During Milne's sojourn in China, some missionary group discovered a
Hebrew colonyin the Chinese city of Kaifung (have no idea what that would be in any systematic transcription!) It's generally thought that the Jews reached China from India in around the third century. The community persisted until the Maoist era.
Milne writes (in amusingly nineteenth century style) of the Kaifung Jewish community of 1850 or so:
They now go by the name T'iau-kin-kiau, — "cutting the sinew sect..." The rite of circumcision is still practised on males... Of festivals, one is "for perambulating round the Scriptures;" this is the twenty-fourth of the eigth month. Their Sabbath is the European Saturday. They intermarry only among themselves, not with pagans or Mohammedans... They are forbidden to eat pork... During service they face the west, in the direction of Jerusalem.. In the performance of sacred worship, the priest at one time used to wear a blue head-dress and blue shoes... The people are not permitted to enter the temple with their shoes on their feet; nor the women with napkins on their heads... However, the expectation of the Messiah seems to have been entirely lost... The Rabbi was called "Mwanlah" that is Mullah. Besides him there are two officers, — the one "the sinew-extractor," the other "the preacher of doctrines." At this time, there seems to be none able to decipher Hebrew writings...
Their synagogue was not built here before the close of the twelfth century... the inscription at present over the door is "The true and pure temple."... The synagogue itself stands within a third enclosure. Here there is one large hall, eighty feet deep, and forty feet wide, the roof of which is covered with green tiles.
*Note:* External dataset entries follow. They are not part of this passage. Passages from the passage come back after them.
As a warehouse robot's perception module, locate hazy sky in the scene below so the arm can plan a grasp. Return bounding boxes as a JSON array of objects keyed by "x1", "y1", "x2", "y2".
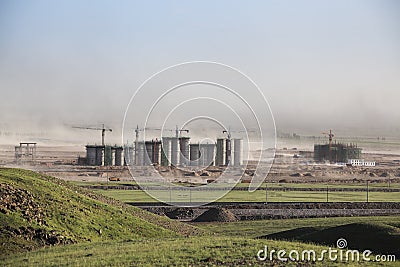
[{"x1": 0, "y1": 0, "x2": 400, "y2": 144}]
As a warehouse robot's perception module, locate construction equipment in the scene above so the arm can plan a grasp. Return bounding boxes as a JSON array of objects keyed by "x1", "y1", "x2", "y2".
[
  {"x1": 321, "y1": 129, "x2": 335, "y2": 160},
  {"x1": 321, "y1": 130, "x2": 335, "y2": 146},
  {"x1": 72, "y1": 124, "x2": 112, "y2": 146}
]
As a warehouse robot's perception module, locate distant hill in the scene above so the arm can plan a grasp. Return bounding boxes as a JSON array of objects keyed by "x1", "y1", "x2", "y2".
[{"x1": 0, "y1": 168, "x2": 202, "y2": 255}]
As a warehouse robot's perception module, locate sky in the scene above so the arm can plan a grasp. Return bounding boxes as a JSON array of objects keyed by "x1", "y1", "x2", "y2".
[{"x1": 0, "y1": 0, "x2": 400, "y2": 147}]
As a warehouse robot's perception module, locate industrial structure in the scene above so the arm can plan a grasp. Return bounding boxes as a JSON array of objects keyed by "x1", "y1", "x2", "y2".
[
  {"x1": 84, "y1": 126, "x2": 242, "y2": 167},
  {"x1": 314, "y1": 130, "x2": 362, "y2": 163},
  {"x1": 15, "y1": 142, "x2": 36, "y2": 164},
  {"x1": 86, "y1": 145, "x2": 126, "y2": 166}
]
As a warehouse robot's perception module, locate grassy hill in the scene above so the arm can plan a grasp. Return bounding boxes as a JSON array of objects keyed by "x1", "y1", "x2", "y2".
[
  {"x1": 0, "y1": 168, "x2": 200, "y2": 255},
  {"x1": 0, "y1": 168, "x2": 398, "y2": 266}
]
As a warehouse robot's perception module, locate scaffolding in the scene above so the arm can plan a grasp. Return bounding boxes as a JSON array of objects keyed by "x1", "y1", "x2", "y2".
[{"x1": 15, "y1": 142, "x2": 36, "y2": 164}]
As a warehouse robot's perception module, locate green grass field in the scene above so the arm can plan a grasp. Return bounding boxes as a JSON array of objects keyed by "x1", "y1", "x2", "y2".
[
  {"x1": 95, "y1": 189, "x2": 400, "y2": 202},
  {"x1": 195, "y1": 216, "x2": 400, "y2": 238},
  {"x1": 0, "y1": 168, "x2": 399, "y2": 266}
]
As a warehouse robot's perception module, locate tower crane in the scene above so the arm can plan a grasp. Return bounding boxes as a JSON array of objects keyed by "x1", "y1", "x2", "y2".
[{"x1": 72, "y1": 124, "x2": 112, "y2": 146}]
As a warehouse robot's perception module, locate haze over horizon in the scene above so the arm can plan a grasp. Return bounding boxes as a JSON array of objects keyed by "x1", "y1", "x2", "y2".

In this stands a seat, "Moses' seat," about a foot above a wooden floor; where on grand festive seasons, the Rabbi took his seat under a large red satin umbrella... Here too was a cell for depositing "the twelve tubes containing Heaven's records," or the copies of Hebrew scriptures.
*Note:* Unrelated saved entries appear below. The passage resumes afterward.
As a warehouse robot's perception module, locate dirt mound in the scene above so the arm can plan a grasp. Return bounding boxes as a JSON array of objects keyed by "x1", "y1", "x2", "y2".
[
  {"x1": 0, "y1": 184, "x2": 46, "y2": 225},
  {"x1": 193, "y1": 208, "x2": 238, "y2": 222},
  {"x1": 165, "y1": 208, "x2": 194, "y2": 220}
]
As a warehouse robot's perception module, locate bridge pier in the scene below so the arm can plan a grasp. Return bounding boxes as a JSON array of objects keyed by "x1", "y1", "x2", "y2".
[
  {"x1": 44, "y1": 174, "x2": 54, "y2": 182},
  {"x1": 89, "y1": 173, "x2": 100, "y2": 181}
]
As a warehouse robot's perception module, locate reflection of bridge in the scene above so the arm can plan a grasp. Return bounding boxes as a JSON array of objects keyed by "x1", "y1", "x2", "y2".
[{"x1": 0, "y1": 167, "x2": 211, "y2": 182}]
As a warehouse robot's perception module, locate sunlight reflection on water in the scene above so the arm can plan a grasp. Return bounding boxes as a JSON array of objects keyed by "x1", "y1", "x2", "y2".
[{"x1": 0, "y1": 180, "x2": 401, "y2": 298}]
And lookie, they had chumashim:
Milne thinks the manuscripts found by the missionaries were at least several centuries old; they can't have been later than 1800 anyway as the oldest Jew interviewed in 1850 could distantly remember people talking of people who knew Hebrew, but who died before he was born.
Addendum: lethargic_man points out that there is a Wikipedia article where the information on the Kaifeng community is a bit more likely to be accurate than this random Christian missionary's speculation!